Another advantage of the disclosure is that the method supports inclusion of other than conventional microscopy observation methods such as fluorescence, confocal. The slide evaluation session can be recorded and played back at any time on the computer monitor. Furthermore, the record of the session includes at least one relatively small JPEG file containing a low resolution scan of the slide as well as high resolution images of ROIs selected by the slide reviewer. Also, the present disclosure supports remote histopathology. If the reviewer limits himself to examination of the digital images, the reviewer may perform the review remote from the microscope. This may be performed over a computer network or even via Internet. The reviewer may need to be supported by another individual for loading the cassettes with slides to the slide autoloader.

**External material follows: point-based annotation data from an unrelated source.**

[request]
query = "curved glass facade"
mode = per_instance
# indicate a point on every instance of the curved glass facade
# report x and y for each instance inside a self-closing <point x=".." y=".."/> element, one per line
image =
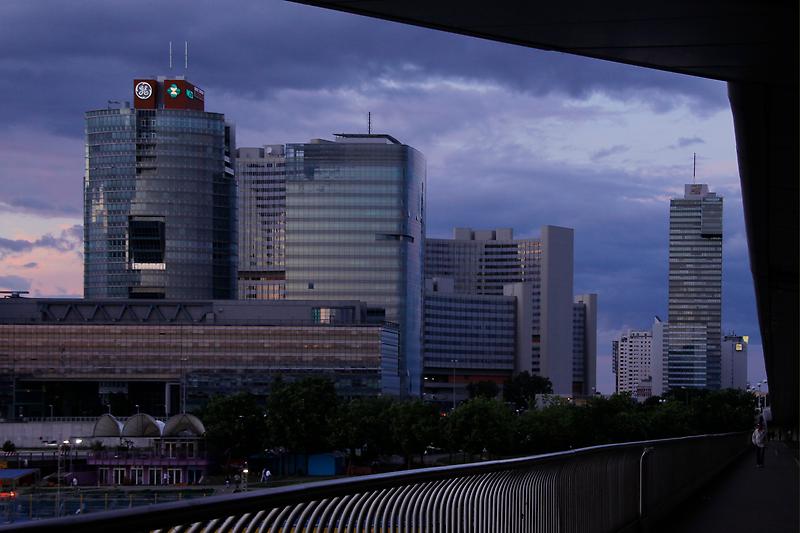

A reduction in the time needed to automate microscope functions such as, but not limited, maintaining the instrument in focus while browsing the sample on the slide, instant refocusing after the lens change and/or matching illumination level to optical magnification. Yet a further advantage is the convenience of electronic image storage, annotation and illustrated report generation.

In an alternative embodiment, the speed of capturing PSI may be considerably improved by mapping the location of a tissue on the slide and then restricting scanning to the area containing tissue and skipping the empty areas. This can be accomplished by first capturing the image of the entire slide with the conventional CCD or CMOS camera, then computer analyzing the image for determining the boundary of the tissue sample on the slide for finally restricting the scanning area to the tissue only and skipping the empty areas on the slide.

The above-described embodiments are intended to be examples only. Alterations, modifications and variations can be effected to the particular embodiments by those of skill in the art without departing from the scope, which is defined solely by the claims appended hereto.